The most underused tax strategy for working Australians
If you earn over $45,000 a year, salary sacrificing into superannuation is almost certainly the highest-returning, lowest-risk financial move available to you. Yet surveys consistently show that fewer than 30% of eligible Australians use it. The reason is usually confusion about how it works — not a reasoned decision not to use it.
Use the Super Contribution Calculator to model the impact of salary sacrifice on your take-home pay and retirement balance. This guide explains the mechanics behind it.
What salary sacrifice actually means
Salary sacrifice is an arrangement between you and your employer where you agree to receive less take-home pay in exchange for additional contributions going into your superannuation fund. The portion you sacrifice is paid from your pre-tax salary — before income tax is calculated.
This matters because contributions going into super as salary sacrifice are taxed at 15% (the concessional contributions tax rate) rather than your marginal income tax rate, which could be 30%, 37%, or 45%. The difference is your tax saving.
The maths: a concrete example
Say you earn $95,000 per year.

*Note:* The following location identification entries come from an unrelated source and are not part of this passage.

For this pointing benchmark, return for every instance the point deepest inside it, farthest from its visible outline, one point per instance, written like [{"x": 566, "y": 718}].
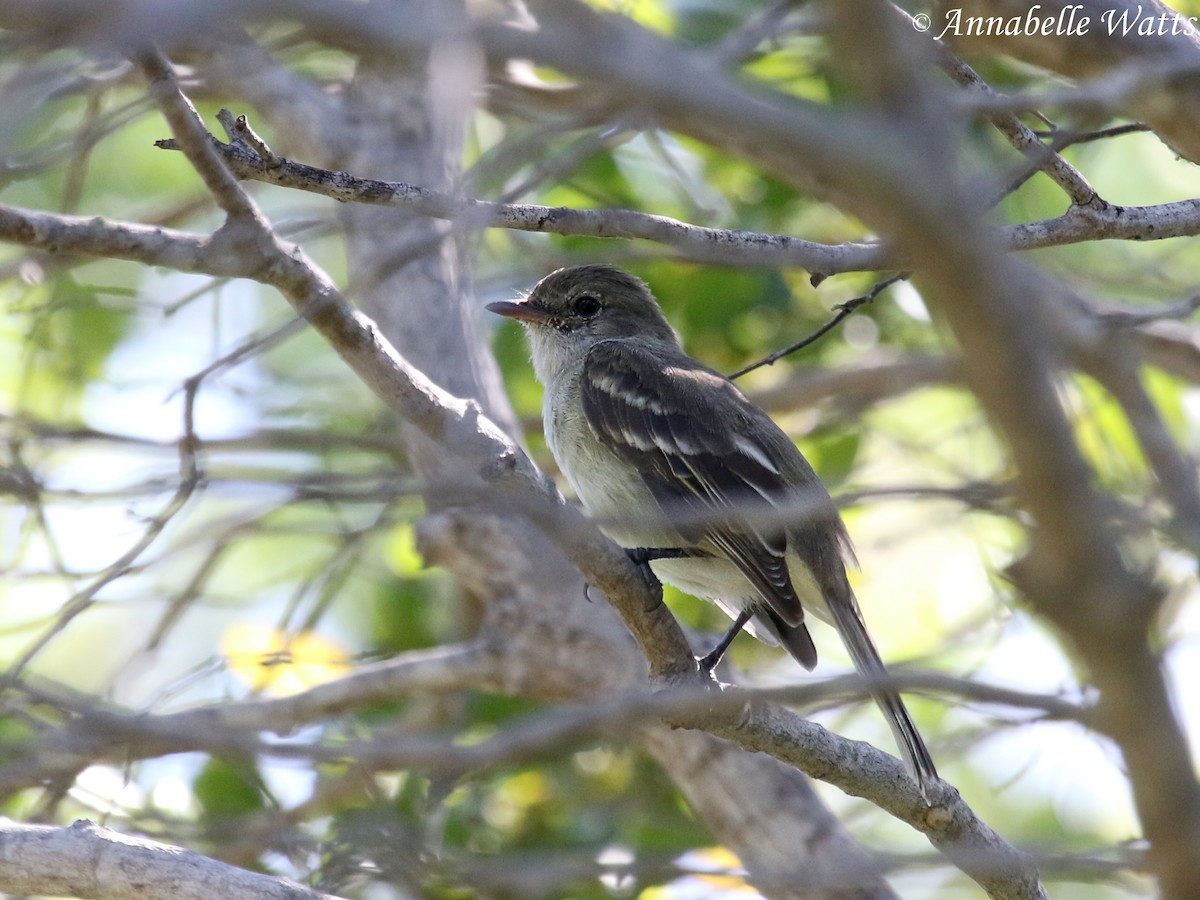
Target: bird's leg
[
  {"x": 646, "y": 555},
  {"x": 709, "y": 660}
]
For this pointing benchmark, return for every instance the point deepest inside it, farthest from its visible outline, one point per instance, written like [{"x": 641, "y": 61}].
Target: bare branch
[{"x": 96, "y": 863}]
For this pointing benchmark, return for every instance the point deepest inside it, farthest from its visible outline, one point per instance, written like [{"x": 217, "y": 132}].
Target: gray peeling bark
[{"x": 400, "y": 124}]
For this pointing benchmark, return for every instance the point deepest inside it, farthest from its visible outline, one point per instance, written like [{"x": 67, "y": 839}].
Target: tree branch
[{"x": 95, "y": 863}]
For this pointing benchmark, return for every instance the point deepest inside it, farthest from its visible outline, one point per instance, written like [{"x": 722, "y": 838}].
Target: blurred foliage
[{"x": 295, "y": 558}]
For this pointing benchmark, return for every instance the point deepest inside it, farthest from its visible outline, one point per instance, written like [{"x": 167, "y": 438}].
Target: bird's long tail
[{"x": 867, "y": 660}]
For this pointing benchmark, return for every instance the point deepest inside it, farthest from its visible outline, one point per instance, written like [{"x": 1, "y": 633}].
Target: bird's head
[{"x": 573, "y": 309}]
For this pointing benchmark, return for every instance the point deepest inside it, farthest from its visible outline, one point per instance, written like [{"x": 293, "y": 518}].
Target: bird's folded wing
[{"x": 687, "y": 430}]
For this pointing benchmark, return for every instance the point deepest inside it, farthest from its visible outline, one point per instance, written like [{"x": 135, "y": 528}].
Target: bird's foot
[{"x": 709, "y": 660}]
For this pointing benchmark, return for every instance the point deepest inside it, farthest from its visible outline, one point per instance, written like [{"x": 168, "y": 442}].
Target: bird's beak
[{"x": 519, "y": 310}]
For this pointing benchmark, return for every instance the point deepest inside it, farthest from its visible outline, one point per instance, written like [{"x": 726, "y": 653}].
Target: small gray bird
[{"x": 679, "y": 466}]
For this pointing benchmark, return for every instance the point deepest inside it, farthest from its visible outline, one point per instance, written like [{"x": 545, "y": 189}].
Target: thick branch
[{"x": 95, "y": 863}]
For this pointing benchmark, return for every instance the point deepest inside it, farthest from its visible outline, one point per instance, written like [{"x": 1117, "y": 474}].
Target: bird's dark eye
[{"x": 587, "y": 305}]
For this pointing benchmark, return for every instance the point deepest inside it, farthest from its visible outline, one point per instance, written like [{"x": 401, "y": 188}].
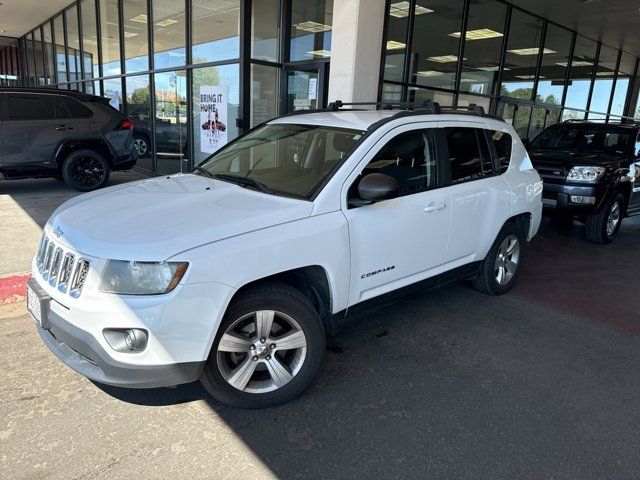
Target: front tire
[
  {"x": 85, "y": 170},
  {"x": 268, "y": 348},
  {"x": 499, "y": 270},
  {"x": 603, "y": 226}
]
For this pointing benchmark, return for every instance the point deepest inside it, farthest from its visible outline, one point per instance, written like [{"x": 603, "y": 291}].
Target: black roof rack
[{"x": 405, "y": 109}]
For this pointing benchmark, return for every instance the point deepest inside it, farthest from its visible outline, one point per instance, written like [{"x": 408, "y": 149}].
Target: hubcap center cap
[{"x": 262, "y": 350}]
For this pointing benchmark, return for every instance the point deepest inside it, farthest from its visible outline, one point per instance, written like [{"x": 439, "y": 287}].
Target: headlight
[
  {"x": 585, "y": 174},
  {"x": 141, "y": 278}
]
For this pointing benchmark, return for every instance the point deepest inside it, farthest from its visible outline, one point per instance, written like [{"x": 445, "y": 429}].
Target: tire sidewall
[
  {"x": 617, "y": 198},
  {"x": 68, "y": 177},
  {"x": 489, "y": 270},
  {"x": 310, "y": 323}
]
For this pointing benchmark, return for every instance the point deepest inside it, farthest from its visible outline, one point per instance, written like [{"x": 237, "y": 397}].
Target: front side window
[
  {"x": 465, "y": 157},
  {"x": 282, "y": 159},
  {"x": 584, "y": 140},
  {"x": 411, "y": 159}
]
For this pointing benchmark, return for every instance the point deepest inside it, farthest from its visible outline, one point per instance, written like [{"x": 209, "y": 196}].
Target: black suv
[
  {"x": 592, "y": 171},
  {"x": 60, "y": 133}
]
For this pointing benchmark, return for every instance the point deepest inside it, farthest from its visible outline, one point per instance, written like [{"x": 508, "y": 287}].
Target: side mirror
[{"x": 378, "y": 186}]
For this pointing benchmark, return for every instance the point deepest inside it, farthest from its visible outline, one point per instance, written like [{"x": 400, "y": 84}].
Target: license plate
[{"x": 37, "y": 303}]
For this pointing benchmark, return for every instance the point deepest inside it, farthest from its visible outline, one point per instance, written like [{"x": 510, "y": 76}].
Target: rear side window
[
  {"x": 31, "y": 107},
  {"x": 77, "y": 109},
  {"x": 411, "y": 159},
  {"x": 502, "y": 142},
  {"x": 466, "y": 155}
]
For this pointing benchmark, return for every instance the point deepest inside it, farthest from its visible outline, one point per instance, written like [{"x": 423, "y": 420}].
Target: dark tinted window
[
  {"x": 464, "y": 154},
  {"x": 502, "y": 142},
  {"x": 411, "y": 159},
  {"x": 584, "y": 139},
  {"x": 31, "y": 107},
  {"x": 77, "y": 109}
]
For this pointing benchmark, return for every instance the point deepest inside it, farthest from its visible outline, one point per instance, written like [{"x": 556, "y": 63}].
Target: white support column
[{"x": 356, "y": 49}]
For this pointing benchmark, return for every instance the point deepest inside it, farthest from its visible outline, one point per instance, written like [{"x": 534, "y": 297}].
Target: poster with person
[{"x": 213, "y": 117}]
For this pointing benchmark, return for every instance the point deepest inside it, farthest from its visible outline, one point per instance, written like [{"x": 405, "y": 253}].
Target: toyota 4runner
[{"x": 235, "y": 273}]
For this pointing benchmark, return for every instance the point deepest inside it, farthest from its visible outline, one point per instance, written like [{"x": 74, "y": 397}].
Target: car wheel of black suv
[
  {"x": 268, "y": 348},
  {"x": 500, "y": 268},
  {"x": 85, "y": 170},
  {"x": 603, "y": 226}
]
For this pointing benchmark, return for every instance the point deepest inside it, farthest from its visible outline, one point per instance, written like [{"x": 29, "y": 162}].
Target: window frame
[{"x": 495, "y": 170}]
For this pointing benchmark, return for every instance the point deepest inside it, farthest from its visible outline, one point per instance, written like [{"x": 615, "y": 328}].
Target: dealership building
[{"x": 171, "y": 65}]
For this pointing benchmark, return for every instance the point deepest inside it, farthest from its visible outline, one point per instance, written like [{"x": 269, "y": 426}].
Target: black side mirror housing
[{"x": 378, "y": 186}]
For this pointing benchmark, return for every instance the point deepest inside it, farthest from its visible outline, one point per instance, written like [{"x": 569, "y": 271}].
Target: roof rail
[{"x": 426, "y": 105}]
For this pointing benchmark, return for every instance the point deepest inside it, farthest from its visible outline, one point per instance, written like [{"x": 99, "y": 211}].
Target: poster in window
[{"x": 213, "y": 117}]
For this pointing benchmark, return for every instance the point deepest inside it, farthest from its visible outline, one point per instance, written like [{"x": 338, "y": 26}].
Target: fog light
[
  {"x": 128, "y": 340},
  {"x": 582, "y": 199}
]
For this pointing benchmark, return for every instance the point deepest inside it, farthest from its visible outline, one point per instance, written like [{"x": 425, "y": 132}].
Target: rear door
[
  {"x": 36, "y": 124},
  {"x": 479, "y": 205}
]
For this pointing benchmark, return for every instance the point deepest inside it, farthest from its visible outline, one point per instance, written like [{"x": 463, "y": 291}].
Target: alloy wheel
[
  {"x": 507, "y": 259},
  {"x": 87, "y": 171},
  {"x": 261, "y": 351}
]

Your marginal tax rate is 30%. If you salary sacrifice $500 per month ($6,000 per year) into super:
- Without sacrifice: That $6,000 is taxed at 30% = $1,800 in income tax, leaving $4,200 in your pocket
- With sacrifice: That $6,000 goes to super where it's taxed at 15% = $900 in contributions tax, leaving $5,100 in your super fund
- Your gain: $5,100 in super vs $4,200 in your hand — that's $900 per year better off, purely from the tax difference
And that $5,100 sits in super growing with compounding returns, sheltered from further tax on earnings (at a maximum of 15% in the accumulation phase).
Use the Take Home Pay Calculator to see exactly how your net pay changes with a salary sacrifice arrangement.
The concessional contributions cap
Salary sacrifice contributions are classified as concessional contributions — they include your employer's compulsory super guarantee (SG) contributions as well. For 2025-26, the concessional contributions cap is $30,000 per year.